Now, I have come to a point where I am shaking myself and asking myself "Why are you a fucking idiot?"

University is strange because it is the first time you are expected to look after yourself for an extended period of time. Especially when you move in with your boyfriend into a studio flat, and are saving to move into a two bedroom house and have a dog before you are twenty.
Sometimes things pile up, and I get worried that I am trying to make myself into an adult before I have experienced anything. This worry is completely unjust, because I have wanted to move out since I was 16, and I know that by the time we have our house and bring Norris the pug to come and live with us, I will be so content and proud of myself. I'm moving into adulthood quickly, but it is what I  have always wanted.

My second problem right now is my existential crisis. I have no idea what I want to do with my life. I started university thinking that I wanted to do my BA, do my masters straight away, teach for a few years, do my PhD and become a university lecturer. And now? Now I couldn't think of anything worse. But the problem is, I have no idea what I want to do instead. I would still like to do my masters, and maybe even my PhD one day, but I don't think I can physically dedicate the rest of my life to academics. It scares me that for the first time in my life, I don't know what I want to do. I'm sure I'll figure it out in due time, but for now I guess I'm just going to keep working hard.

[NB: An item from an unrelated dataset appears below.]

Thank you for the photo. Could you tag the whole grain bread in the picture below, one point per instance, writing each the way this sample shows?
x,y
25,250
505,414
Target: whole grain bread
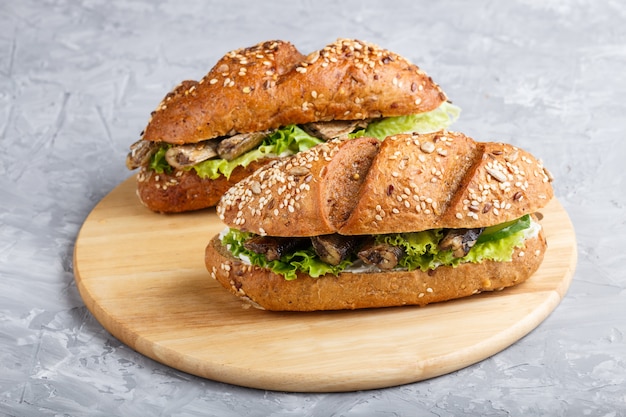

I'm trying so hard to avoid burnout because I can't stop saying yes to things. I've always believed that you should take every opportunity that comes your way, but now I'm realising that this philosophy is true... until you overload yourself with commitments and plans and don't have the time to dedicate to the things you love. I'm so busy that when I have a day to relax, I can't bring myself to do anything at all, and I've slowly stopped going on the long walks that I love, and experiencing new things, because I just don't have the capacity to do extra things on my days off.
I am working on my ability to say no to things because I want to have more time in my life for long walks, exciting adventures, and seeing the people who are most important to me.

I guess overall I'm just at a turning point. I need to get myself together and stop worrying about every tiny aspect of my future. I can't control some things, and I can control others, so as long as I try my best to get where I'm going, I guess I'll be okay.
I will be okay.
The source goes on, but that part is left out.